Mercator’s projection

For who makes rainbows by invention?
And many standing round a waterfall 
See one bow each, yet not the same to all, 
But each a hand’s breadth further than the next.   
                             Gerard Manley Hopkins

What good is trial and error learning when a system’s massive error means no trials possible thereafter? You do not want to push an infrastructure’s control operators into prolonged unstudied conditions and then wonder why they aren’t reliable.

Some think this concern a 21st century Luddism. “First off,” the project designer tells us, “I’m always working in unstudied conditions on every new project. I’ve got to make all manner of assumptions…” I counter: Surely, the challenge of the project designer and like professionals is to find out what are the better practices for starting off complex project designs? These are the practices that have emerged and been modified over a run of different cases and shown to be more effective.

Someone still pipes up, “But how can a field or discipline grow if it doesn’t move into unstudied conditions by doing something the first time…” This is often said as if it were established fact. Here too better practices are to be first searched for. Or where they aren’t found, then, yes, systemwide innovation should not be undertaken if it reduces options, increases task volatility, and diminishes maneuverability in real-time complex system operations.

“But, there always has to be someone who does something for the very first first-time, right?”

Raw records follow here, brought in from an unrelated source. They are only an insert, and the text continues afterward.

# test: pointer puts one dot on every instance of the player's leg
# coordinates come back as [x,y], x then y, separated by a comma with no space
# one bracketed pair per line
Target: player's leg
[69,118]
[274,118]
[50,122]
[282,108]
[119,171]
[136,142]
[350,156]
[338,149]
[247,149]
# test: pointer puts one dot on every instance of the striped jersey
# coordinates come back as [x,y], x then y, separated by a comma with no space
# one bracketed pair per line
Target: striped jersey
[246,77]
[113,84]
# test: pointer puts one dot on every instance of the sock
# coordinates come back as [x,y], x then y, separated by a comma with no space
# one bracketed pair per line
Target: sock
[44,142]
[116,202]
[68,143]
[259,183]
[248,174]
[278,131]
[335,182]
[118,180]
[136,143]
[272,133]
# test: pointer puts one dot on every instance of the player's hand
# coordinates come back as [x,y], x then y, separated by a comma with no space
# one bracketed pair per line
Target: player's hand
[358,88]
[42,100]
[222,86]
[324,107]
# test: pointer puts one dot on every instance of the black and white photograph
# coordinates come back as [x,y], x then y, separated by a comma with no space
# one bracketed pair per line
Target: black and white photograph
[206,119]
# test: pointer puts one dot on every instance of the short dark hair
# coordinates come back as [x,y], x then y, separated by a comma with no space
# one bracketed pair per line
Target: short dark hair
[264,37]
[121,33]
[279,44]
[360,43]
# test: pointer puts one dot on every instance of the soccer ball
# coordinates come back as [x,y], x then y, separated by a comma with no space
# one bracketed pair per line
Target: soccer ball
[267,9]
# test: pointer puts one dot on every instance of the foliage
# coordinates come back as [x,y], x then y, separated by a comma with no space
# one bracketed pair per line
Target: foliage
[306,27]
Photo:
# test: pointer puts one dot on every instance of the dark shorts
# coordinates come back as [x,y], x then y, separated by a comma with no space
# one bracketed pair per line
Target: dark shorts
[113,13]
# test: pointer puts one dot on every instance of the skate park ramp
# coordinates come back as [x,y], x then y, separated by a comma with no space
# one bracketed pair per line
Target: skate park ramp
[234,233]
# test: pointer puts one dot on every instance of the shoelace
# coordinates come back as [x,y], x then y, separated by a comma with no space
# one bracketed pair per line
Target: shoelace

Dutch bluntness is now called for: “That in no way absolves you, the professional, from the burden of proof that when you say you’re doing something for the very first time it indeed is the very first time it has ever been do. . .” You’re an adult; get a grip; this is a planet of 7 plus billion, after all. You don’t get to buy indulgences to lapse where others have learned better.

“But still,” our friends, the economists, interrupt. “What about the pivotal role to society of the innovation economy—of creative destruction?” Well, yes, that’s important–yet so too are the infrastructures upon which capitalism and the innovation economy depend. To treat innovation as more important than the infrastructures without whose reliability there wouldn’t be most innovations risks Mercator’s projection: It distorts by over-enlarging the already large.

Innovationists don’t see it that way. The risks they take end up the price few of the rest of us ever thought we’d have to pay.